I told myself that I knew what I was getting into when I began lampooning. There's always a backlash when you don't take people as seriously as they take themselves. I didn't mind. Annoying them is at least half the point.
So it made sense when I spun up highly corseted and fuss-budget Mormons by observing that some are so dogmatic they wouldn't lick their own lips on Fast Sunday, or that the singing in priesthood meeting sounds like oxen held at gunpoint.
The job is easy because not only am I completely familiar with my people, but there's also so much material. I've never struggled with writer's block longer than next Sunday.
In 20 years I've received countless emails, phone calls and letters from perturbed Mormons who can't understand why another Mormon doesn't see things exactly the same way they do.
Among my favorite of these responses is a letter addressed "To a Liar."
"I can find no reason why you have not been excommunicated unless it's because the Brethren do not know who you are. No one could write the things you do unless it was under a pen name."
It also made sense that I would hear from Mormons like me, Mormons with a left-handed take on things, fellow Mormons who needed a little push-back breathing room in what can be a smothering culture.

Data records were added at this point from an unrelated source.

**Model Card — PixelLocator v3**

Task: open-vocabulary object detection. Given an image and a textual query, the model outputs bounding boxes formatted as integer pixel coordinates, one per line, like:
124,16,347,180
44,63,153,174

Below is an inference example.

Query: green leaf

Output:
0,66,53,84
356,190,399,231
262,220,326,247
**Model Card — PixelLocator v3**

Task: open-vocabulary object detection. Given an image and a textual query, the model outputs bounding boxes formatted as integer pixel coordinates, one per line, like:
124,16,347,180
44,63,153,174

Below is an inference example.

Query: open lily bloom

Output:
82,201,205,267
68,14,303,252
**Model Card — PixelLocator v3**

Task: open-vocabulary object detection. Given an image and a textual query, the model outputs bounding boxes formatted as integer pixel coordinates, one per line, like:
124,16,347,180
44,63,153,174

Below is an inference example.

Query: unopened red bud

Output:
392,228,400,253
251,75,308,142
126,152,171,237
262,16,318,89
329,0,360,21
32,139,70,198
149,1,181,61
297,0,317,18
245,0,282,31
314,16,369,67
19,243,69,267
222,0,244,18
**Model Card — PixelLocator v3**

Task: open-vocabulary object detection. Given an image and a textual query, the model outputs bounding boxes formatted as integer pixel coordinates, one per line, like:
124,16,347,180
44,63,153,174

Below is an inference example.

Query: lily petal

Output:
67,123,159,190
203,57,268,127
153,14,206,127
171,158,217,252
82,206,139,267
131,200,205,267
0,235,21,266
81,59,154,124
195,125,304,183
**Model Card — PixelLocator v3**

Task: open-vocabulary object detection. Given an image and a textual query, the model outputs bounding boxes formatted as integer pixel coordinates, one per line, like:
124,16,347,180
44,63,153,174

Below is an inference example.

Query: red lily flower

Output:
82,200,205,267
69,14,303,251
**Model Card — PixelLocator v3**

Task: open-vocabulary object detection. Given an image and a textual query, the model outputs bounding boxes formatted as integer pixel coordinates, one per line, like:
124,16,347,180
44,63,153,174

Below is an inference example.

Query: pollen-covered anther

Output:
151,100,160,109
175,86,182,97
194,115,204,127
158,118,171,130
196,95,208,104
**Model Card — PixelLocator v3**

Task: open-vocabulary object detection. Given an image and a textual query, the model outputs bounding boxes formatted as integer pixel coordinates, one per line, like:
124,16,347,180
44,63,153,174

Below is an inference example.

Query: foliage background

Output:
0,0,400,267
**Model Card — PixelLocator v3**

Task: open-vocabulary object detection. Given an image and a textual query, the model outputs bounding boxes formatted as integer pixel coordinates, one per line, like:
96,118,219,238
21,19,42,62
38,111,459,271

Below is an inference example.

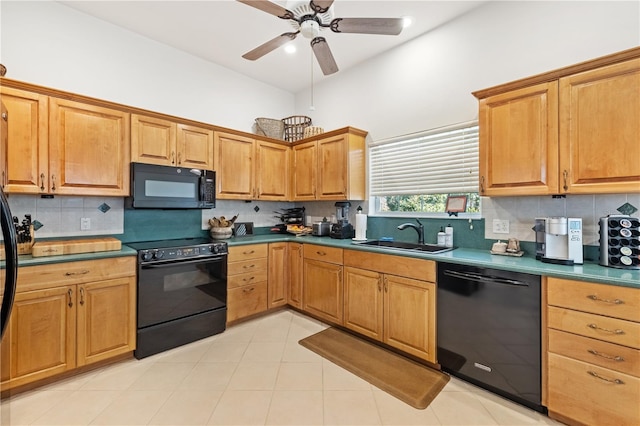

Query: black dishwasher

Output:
437,262,546,412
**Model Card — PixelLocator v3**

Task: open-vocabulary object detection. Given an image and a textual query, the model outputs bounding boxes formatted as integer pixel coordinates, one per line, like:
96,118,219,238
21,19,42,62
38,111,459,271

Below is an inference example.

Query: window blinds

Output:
369,121,478,196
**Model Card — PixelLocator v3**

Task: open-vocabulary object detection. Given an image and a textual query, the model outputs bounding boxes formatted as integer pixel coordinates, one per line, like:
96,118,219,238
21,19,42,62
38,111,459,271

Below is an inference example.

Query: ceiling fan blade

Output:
309,0,333,13
242,32,298,61
329,18,402,35
237,0,294,19
311,37,338,75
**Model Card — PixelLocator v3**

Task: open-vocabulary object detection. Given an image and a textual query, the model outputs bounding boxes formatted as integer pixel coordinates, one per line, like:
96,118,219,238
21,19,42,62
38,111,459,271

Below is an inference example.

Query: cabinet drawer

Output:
227,282,267,321
548,354,640,426
16,256,136,292
344,250,436,283
227,271,267,288
227,257,267,277
549,329,640,377
227,244,268,262
547,306,640,349
304,244,343,265
547,277,640,322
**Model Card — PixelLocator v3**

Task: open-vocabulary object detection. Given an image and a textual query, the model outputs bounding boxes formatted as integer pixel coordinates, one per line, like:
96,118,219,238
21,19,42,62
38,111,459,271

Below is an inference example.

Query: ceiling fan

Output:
237,0,402,75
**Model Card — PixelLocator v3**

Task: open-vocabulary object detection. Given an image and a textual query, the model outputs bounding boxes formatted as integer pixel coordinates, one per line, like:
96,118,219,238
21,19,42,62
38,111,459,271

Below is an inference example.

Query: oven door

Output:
138,256,227,329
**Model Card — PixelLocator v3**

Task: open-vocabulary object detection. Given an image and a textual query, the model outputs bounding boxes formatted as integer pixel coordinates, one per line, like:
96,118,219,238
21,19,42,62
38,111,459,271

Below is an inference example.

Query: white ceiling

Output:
61,0,484,93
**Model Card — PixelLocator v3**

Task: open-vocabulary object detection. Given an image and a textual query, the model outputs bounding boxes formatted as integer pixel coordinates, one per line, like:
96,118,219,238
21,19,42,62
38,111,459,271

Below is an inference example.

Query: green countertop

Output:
226,234,640,289
7,234,640,289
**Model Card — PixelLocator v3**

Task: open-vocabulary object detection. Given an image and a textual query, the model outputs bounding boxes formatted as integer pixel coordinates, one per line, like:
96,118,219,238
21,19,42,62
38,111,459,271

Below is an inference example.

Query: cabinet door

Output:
384,275,436,363
0,87,49,194
344,267,383,341
267,243,289,308
303,259,344,324
291,142,318,201
5,286,77,387
256,141,291,201
177,124,213,170
289,243,304,309
77,277,136,366
317,135,349,200
131,114,176,166
213,132,255,200
560,59,640,194
479,82,558,196
49,98,130,196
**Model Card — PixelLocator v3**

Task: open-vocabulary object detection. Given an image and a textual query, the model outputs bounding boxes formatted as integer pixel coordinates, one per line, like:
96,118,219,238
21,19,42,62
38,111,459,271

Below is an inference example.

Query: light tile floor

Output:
0,310,557,425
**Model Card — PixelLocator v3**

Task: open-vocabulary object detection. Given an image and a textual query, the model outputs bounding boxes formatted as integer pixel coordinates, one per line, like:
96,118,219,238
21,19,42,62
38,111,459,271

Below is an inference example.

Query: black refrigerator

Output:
0,99,18,340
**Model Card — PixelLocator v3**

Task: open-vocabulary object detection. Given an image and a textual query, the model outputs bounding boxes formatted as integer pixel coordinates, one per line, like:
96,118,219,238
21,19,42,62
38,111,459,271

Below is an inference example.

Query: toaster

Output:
311,222,331,237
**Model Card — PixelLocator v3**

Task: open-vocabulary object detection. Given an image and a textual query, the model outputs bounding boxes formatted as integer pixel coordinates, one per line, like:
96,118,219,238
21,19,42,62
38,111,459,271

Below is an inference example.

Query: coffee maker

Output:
533,217,583,265
329,201,355,239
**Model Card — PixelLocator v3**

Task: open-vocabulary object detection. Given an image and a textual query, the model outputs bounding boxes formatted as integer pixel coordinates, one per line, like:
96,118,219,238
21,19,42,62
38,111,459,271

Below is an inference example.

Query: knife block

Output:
18,225,36,255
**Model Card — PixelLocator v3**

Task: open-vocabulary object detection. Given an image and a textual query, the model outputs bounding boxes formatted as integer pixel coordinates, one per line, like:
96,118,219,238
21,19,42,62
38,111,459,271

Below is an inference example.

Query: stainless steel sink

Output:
359,240,453,253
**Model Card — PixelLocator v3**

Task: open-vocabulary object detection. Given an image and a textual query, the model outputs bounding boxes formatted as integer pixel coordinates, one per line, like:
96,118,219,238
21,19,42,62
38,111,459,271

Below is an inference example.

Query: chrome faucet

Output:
398,219,424,244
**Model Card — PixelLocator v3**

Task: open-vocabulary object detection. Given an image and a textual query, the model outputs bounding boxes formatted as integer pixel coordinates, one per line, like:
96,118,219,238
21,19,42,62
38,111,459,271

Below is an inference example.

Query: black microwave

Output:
126,163,216,209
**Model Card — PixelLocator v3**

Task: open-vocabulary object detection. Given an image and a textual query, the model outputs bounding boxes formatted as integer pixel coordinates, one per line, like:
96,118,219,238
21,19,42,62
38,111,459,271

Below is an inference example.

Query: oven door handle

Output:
140,255,227,269
444,270,529,287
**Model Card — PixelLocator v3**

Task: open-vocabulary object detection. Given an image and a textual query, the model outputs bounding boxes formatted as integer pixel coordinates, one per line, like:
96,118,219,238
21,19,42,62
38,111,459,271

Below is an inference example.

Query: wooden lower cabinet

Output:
344,266,436,363
0,257,136,390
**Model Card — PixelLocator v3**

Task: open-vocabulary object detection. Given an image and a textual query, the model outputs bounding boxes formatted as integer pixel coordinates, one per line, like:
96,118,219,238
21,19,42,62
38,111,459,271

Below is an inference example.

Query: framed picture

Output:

Speaking of which, I also fully anticipated hearing from non-Mormons suffering from LDS culture shock. Having moved to Utah after a lifetime in the military, I know Utah can be a serious culture shock even for Mormons.
But having lived in some truly awful places, I also understand that if you have to be stuck somewhere, you might as well find a way to laugh about it. Wailing almost never makes it better.
Here's the stuff I didn't expect.
Given Utah's reputation for uptight Mormons, I thought the angriest and most outraged feedback would come from Mormons in Utah. Nope. The "To a Liar" letter came from Seattle.
Turns out the Mormons easiest to spin up live in places such as Washington, Virginia, California, Idaho and Canada.
They bear angry witness against my Excommunication for the Dead program, the Three Degrees of Damnation and whether Families are Forever is more of a threat than a promise.
But who knew that the easiest way to outrage the self-important and uptight was to just say something nice.
Last week's column about being comfortable in my church generated an ass-biting dog fight that is still going on.
I'm still getting email from ex-Mormons and anti-Mormons who find that claim completely despicable.
In fact, the offended ex-Mormons have hollered so loud that some ex-Mormons and even non-Mormons have weighed in on who might really need a little "get over yourself" lampooning.